Daha fazla dayanamadı Ferit Bey. Sigarasını hızlıca dudaklarına götürdü, bir nefes çekip ağzında fazla tutmadığı dumanını hızlıca üfleyerek yanındakilere döndü: “Siz beni Aydın’da çok mahcup bir duruma düşürdünüz. İki kelamımı çok gören böyle bir eşrafın içinde benim daha fazla kalabilmem ne mümkün!” Böyle bir çıkışı kimse beklemiyordu.

Ferit Bey, Aydın’daki spor müsabakaları sırasında kendisine söz hakkı verilmemesine içerlemiş ve bir nevi istifasını vermişti.

Onu haklı bulan dostları da bu kararını desteklemekten geri kalmayarak farkında olmadan bir tren kompartımanında temelleri atılan ilk futbol kulübünün kurucu üyeleri olmuşlardı. Tren İzmir’e geldikten sonra Ferit Bey ve arkadaşlarının durağı doğruca vapur iskelesi oldu.

Mez Gazinosu'nda eğlence başlamadan, yeni bir futbol takımı kurulacaktı. Adı da, Göztepe olacaktı!

Bugünlerde Süper Lig’de yer alan Göztepe’nin kuruluş hikâyesi işte böyle sevgili dostlar. Film olacak bir hikâye ile kurulan ve neredeyse Cumhuriyet’le yaşıt olan Göztepe takımı, takip eden yıllarda öyle şeyler yaşadı ki 3 farklı nesil, 3 farklı tecrübe ile büyüdü desek yeridir.
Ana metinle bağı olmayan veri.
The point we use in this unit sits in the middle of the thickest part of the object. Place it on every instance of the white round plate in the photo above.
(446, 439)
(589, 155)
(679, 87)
Bugün 20’lerinde olan bir Göztepeli ile 80’lerinde olan bir Göztepelinin sarı kırmızıya bakınca hissettikleri arasındaki fark için Toroslar mı yoksa Beydağları mı uygun olur diye karar vermek güçtür. Güç olan bir başka şey ise, onca yaşanana rağmen bu insanların Göztepe’yi nasıl bu kadar sevdiğini anlamaktır herhalde...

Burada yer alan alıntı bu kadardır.